Composition has a natural tendency to create many small objects, each being straightforward with a single responsibility. Unfortunately, a composed object relies on many parts. Each individual part needs to be transparent.

Inheritance is best suited to adding functionality to existing classes when you will use most of the old code and add relatively small amounts of new code.

  • Erich Gamma, Richard Helm, Ralph Johnson, and John Vilssides; GoF Patterns

Use composition when the behavior is more than the sum of its parts.

  • Grady Booch, Object-Oriented Analysis and Design

Designing Cost-Effective Tests

Tests give you the confidence to refactor constantly. Efficient tests prove the altered code is correct without raising costs.

The true benefits of testing is to reduce costs by reducing bugs, providing documentation, letting you defer design decisions, supports abstractions, and exposes design flaws.

Write tests first, before implementation. It forces good design.

Use the mainstream testing libraries/frameworks. For Ruby, MiniTest or RSpec is recommended.

Make assertions about the public interface.

Isolate the object under test. You can do this by injecting dependencies.

What about testing private methods? You can ignore them, since tests are redundant. The public interface should be tested and that interface uses the private methods. Private methods are also unstable. Testing can also mislead others to use those private methods. But it's a rule-of-thumb. Be biased against writing them but don't be dogmatic.

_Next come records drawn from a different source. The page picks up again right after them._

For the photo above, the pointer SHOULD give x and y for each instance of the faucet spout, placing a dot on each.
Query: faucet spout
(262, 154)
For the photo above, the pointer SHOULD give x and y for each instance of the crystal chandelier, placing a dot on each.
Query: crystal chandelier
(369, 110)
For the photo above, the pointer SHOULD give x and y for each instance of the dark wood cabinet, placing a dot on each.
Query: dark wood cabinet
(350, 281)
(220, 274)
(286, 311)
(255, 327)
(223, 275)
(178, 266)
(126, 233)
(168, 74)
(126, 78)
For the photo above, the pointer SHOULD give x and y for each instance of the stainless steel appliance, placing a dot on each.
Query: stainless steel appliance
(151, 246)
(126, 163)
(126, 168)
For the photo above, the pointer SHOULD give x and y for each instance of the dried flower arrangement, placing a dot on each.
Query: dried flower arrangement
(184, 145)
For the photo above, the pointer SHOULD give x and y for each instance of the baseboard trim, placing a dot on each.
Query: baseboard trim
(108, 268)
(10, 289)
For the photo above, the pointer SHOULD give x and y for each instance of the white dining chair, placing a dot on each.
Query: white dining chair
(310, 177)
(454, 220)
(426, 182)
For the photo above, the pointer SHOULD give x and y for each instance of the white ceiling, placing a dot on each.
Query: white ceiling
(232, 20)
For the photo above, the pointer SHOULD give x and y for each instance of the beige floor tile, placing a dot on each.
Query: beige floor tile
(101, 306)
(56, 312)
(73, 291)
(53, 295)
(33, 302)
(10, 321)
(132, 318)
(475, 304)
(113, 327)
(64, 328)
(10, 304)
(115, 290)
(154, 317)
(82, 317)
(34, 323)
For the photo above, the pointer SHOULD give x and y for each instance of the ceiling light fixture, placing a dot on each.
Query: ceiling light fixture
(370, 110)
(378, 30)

When testing roles, consider extracting test cases into a module. For example:

module PreparerInterfaceTest
  def test_implements_the_preparer_interface
    assert_respond_to(@object, :prepare_trip)
  end
end

class MechanicTest < MiniTest::Unit::TestCase
  include PreparerInterfaceTest

  def setup
    @mechanic = @object = Mechanic.new
  end
end

Shared tests in a module can also be used to test inherited classes.